For what it’s worth, our alpha playtest with Kit, Austin, Eric D. and Myself went amazingly well. It’s pretty exciting to see an alpha that runs so smoothly on the first go. (We must be learning something!)

  1. Jeremy Keller is also making a cybernoir game called TechNoir. Our Google doc says we’ve been working on Piece of Work since the end of January. In any case, the timing is awkward but I recommend people check out his game. It has a very distinct feel. []

4 responses to “Transparency in Design”

  1. In regards to the film beat issue and is this the same conflict. It depends on how much narrative agency the players are given.

    While a “but… while shooting at me the gunman exposes himself so my Chromed out buddy can get to him” easily continues that conflict. The situation you describe may be a bit more iffy.

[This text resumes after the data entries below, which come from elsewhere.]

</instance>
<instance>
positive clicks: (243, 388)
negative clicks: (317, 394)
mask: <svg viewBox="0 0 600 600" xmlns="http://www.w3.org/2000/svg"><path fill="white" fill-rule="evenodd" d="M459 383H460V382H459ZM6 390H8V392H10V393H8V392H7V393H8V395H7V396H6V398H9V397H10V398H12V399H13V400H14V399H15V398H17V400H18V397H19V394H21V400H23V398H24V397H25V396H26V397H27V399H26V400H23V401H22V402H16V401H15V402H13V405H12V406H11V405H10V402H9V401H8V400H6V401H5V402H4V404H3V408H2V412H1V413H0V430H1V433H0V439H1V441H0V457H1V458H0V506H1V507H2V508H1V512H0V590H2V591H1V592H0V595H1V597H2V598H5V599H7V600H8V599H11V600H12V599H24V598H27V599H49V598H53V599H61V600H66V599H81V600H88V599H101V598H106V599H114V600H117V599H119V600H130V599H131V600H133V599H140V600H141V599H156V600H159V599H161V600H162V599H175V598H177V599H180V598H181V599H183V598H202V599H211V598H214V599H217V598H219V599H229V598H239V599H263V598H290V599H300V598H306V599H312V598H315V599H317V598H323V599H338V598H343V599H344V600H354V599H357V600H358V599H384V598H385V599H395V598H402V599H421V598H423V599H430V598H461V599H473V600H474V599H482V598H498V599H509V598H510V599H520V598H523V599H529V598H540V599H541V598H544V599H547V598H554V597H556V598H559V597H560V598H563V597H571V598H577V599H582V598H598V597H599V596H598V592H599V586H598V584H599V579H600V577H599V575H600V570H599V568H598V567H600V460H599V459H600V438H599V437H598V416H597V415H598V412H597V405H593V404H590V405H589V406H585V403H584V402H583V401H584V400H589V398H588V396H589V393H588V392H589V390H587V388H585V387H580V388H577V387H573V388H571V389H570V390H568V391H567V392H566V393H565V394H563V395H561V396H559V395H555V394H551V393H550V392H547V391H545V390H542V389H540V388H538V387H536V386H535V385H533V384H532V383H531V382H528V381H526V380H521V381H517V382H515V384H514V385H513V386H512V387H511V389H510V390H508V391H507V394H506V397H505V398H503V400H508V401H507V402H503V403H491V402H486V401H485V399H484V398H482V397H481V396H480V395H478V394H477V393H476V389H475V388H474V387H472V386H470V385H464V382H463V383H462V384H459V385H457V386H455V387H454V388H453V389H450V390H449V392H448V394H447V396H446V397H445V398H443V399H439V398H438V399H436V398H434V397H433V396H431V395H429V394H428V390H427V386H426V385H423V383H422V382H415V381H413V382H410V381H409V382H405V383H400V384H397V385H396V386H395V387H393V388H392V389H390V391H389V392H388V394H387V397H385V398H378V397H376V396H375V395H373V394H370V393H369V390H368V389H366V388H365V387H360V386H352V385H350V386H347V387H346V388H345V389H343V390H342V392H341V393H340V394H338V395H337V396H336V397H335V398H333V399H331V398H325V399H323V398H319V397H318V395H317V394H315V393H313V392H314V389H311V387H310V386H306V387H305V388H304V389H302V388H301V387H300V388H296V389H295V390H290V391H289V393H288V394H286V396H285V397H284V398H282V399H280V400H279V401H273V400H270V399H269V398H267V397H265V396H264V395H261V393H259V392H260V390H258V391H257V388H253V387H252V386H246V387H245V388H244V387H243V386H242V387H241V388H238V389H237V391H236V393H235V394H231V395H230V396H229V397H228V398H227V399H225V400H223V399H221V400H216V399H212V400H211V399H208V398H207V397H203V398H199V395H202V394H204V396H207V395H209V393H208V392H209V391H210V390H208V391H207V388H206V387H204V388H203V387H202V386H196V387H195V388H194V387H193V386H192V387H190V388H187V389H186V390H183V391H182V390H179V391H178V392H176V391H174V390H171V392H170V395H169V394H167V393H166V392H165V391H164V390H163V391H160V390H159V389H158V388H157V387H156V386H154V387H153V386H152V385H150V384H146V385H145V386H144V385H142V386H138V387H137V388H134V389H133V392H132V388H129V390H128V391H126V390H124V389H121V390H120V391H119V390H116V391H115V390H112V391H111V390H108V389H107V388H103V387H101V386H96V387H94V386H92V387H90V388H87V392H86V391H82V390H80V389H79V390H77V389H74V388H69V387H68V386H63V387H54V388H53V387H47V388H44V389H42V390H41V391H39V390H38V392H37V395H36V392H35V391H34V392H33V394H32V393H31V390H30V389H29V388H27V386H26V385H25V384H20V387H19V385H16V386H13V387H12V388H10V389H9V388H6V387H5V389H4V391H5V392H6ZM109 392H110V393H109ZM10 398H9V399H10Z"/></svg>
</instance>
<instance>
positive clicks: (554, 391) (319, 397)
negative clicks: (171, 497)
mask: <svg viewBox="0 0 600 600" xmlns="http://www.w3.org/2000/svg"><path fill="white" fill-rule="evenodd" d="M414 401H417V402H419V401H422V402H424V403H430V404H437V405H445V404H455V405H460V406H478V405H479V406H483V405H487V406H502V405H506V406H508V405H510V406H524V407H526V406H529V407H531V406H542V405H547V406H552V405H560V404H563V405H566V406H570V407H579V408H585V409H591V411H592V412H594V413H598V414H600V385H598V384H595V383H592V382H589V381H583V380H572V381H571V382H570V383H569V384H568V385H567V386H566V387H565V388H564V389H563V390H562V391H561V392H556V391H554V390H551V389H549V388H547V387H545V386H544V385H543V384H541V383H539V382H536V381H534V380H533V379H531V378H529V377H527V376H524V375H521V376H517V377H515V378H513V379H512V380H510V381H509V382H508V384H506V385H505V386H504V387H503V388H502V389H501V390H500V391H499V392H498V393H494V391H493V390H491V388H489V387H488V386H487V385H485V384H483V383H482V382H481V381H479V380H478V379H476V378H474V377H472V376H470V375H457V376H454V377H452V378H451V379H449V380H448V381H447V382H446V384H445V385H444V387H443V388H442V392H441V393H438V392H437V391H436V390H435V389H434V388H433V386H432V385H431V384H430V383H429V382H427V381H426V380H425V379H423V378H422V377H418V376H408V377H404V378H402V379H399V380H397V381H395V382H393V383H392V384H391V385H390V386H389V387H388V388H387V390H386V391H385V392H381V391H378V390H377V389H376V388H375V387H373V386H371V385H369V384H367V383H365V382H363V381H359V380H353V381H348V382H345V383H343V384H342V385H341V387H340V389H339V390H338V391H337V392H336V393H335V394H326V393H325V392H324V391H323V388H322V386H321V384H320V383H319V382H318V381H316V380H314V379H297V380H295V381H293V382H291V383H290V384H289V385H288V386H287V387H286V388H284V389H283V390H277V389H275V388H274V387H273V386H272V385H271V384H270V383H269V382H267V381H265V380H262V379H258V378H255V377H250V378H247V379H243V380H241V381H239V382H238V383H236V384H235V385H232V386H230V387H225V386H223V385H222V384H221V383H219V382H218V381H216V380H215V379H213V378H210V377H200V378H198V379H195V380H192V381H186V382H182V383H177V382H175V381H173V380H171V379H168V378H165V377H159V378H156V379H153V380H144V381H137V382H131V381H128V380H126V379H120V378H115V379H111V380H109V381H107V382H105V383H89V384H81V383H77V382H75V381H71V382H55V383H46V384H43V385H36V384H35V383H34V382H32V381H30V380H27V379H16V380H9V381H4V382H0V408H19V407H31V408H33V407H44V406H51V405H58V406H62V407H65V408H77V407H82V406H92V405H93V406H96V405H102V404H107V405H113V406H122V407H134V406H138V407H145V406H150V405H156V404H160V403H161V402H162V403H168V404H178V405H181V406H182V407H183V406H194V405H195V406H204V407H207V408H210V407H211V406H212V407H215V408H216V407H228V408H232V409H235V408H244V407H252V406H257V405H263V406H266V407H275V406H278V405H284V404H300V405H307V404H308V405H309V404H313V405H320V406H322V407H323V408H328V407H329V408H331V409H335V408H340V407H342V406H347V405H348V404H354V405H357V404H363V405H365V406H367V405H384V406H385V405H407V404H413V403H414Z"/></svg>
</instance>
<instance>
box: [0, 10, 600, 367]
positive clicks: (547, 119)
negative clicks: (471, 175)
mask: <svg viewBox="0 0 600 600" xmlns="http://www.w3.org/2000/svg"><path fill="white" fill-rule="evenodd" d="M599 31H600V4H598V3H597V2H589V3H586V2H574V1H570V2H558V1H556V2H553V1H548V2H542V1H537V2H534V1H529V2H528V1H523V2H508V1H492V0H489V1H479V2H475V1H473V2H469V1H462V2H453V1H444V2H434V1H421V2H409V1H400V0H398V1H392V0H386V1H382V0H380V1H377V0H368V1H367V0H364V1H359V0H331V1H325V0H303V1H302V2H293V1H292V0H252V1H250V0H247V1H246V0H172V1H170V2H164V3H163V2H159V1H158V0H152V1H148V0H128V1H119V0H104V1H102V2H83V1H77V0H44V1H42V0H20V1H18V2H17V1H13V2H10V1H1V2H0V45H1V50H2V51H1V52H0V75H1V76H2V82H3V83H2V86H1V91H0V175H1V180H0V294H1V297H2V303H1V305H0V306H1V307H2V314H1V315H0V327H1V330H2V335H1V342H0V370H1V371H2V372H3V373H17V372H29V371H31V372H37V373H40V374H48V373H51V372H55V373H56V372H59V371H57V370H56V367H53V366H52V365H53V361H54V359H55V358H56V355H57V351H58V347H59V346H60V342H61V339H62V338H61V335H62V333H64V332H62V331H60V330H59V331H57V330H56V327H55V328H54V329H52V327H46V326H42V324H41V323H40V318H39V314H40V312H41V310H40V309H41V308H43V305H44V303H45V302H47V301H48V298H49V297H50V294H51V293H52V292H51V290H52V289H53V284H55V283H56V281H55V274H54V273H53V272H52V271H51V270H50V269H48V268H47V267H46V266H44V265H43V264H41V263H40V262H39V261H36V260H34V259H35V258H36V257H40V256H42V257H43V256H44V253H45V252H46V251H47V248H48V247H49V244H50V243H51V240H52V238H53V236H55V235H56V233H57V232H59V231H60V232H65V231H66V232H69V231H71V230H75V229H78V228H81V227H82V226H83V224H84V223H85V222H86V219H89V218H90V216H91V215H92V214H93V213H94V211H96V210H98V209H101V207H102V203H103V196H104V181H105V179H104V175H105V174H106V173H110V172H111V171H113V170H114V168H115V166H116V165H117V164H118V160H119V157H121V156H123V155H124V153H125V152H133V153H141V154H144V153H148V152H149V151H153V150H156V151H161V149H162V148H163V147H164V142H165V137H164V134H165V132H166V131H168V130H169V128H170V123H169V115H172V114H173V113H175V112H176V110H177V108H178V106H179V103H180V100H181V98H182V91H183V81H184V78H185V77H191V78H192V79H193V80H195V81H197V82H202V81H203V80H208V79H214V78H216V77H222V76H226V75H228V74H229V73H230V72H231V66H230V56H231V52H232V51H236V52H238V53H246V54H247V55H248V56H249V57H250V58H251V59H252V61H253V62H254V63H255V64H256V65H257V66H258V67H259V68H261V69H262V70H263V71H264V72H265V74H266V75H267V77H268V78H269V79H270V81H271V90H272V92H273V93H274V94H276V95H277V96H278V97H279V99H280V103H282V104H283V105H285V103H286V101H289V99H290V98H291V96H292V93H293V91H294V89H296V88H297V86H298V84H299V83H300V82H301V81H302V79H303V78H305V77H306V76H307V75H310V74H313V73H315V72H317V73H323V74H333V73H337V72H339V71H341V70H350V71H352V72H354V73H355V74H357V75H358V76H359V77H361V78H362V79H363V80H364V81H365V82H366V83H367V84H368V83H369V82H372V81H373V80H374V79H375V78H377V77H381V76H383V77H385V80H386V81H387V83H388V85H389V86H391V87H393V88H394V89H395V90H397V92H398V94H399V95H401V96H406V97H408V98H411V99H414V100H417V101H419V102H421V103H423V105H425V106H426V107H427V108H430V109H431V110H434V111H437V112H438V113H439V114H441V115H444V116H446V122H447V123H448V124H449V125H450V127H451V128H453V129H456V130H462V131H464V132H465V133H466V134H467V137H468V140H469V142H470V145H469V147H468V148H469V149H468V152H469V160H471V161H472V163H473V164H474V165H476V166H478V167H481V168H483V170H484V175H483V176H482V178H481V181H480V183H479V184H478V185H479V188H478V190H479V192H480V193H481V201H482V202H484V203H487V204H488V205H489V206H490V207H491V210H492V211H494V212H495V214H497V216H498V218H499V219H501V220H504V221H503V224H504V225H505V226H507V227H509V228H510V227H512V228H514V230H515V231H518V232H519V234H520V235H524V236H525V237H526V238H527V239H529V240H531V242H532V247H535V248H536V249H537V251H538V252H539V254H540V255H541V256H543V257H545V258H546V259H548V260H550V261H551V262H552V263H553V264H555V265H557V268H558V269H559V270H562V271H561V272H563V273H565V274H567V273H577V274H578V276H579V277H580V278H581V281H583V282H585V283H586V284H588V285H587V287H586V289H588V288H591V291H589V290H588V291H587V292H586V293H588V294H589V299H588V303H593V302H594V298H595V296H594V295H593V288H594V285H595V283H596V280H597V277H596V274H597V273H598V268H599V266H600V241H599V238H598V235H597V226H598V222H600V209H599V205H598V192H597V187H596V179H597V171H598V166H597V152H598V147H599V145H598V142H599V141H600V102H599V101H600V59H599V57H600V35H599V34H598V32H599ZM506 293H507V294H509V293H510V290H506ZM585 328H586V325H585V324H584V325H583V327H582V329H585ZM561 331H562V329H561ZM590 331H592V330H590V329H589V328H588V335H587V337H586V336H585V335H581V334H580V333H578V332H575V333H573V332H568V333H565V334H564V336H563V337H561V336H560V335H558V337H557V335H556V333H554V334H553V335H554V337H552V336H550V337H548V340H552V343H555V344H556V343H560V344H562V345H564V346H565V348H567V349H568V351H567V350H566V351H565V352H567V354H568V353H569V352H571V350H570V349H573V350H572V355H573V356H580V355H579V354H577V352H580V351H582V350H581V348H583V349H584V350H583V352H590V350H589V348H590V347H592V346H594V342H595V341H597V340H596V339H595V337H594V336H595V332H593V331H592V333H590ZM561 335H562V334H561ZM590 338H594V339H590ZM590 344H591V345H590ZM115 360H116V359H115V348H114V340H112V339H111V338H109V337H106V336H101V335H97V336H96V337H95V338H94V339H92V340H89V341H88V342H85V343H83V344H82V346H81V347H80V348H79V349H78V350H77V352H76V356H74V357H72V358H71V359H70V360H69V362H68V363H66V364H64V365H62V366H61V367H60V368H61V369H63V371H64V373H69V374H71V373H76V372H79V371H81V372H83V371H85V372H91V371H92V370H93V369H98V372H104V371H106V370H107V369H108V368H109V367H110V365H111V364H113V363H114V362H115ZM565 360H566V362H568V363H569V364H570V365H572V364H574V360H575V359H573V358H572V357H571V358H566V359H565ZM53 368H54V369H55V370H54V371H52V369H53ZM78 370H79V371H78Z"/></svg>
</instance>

    Perhaps to take a page from your coin trick narrative, as well as Con-game movies such as The Sting the usage of  “flashback or cut-scene” oriented narrative to fictionally position your Face chatting up said d-base engineer to get into his cubicle or home office. In effect you are establishing off stage cooperative  action to keep the conflict moving. Then said Face engenders a distraction to allow the Face to open said virus laden e-mail upon receipt of a text from the hacker.    I could see allowing for this kind of narrative “But…” could allow for some truly interesting teammate setups.

    1. Yeah, it’s challenging, because we want to keep the dangers of combat but toss initiative and combat turns and such.

      I love flashback scenes. But they feel too large scope for what we’re trying to accomplish, which is specifically to have a series of small conflicts that dovetail into each other. If you will, a task-resolution gamer’s conflict system.

      I do like the idea that how interruptible the conflict is can determine whether it’s the same conflict – if it’s possible another issue that’s completely unrelated might come up before the conflict is continued, then you’ve essentially ended the conflict at hand.

  2. I like the idea of the film beat divider and Eric’s comment as well, but I might divide the conflicts in terms of player agency.  As in, any action that is handled by the acting player and a simple die-roll is the same conflict.  So, getting the Face involved is a separate conflict not because of a change in scene or goal, but because while the acting player might set up the meeting, and a die roll might determine if the database engineer shows up, for the meeting to result in actually gaining access to the system is going to depend on the interaction between the Face and the engineer, neither of whom are the acting player, which is potentially too complicated to resolve by die-roll.

    1. Basing it on player agency works except in combat, which is, I admit, a whole ball of issues.

      After having played it once, I can say I really enjoy watching players continue each others conflicts. But as you suggest, complexity also plays a role in whether something is really part of the same conflict. How much, versus interruptibility or stakes, I don’t know.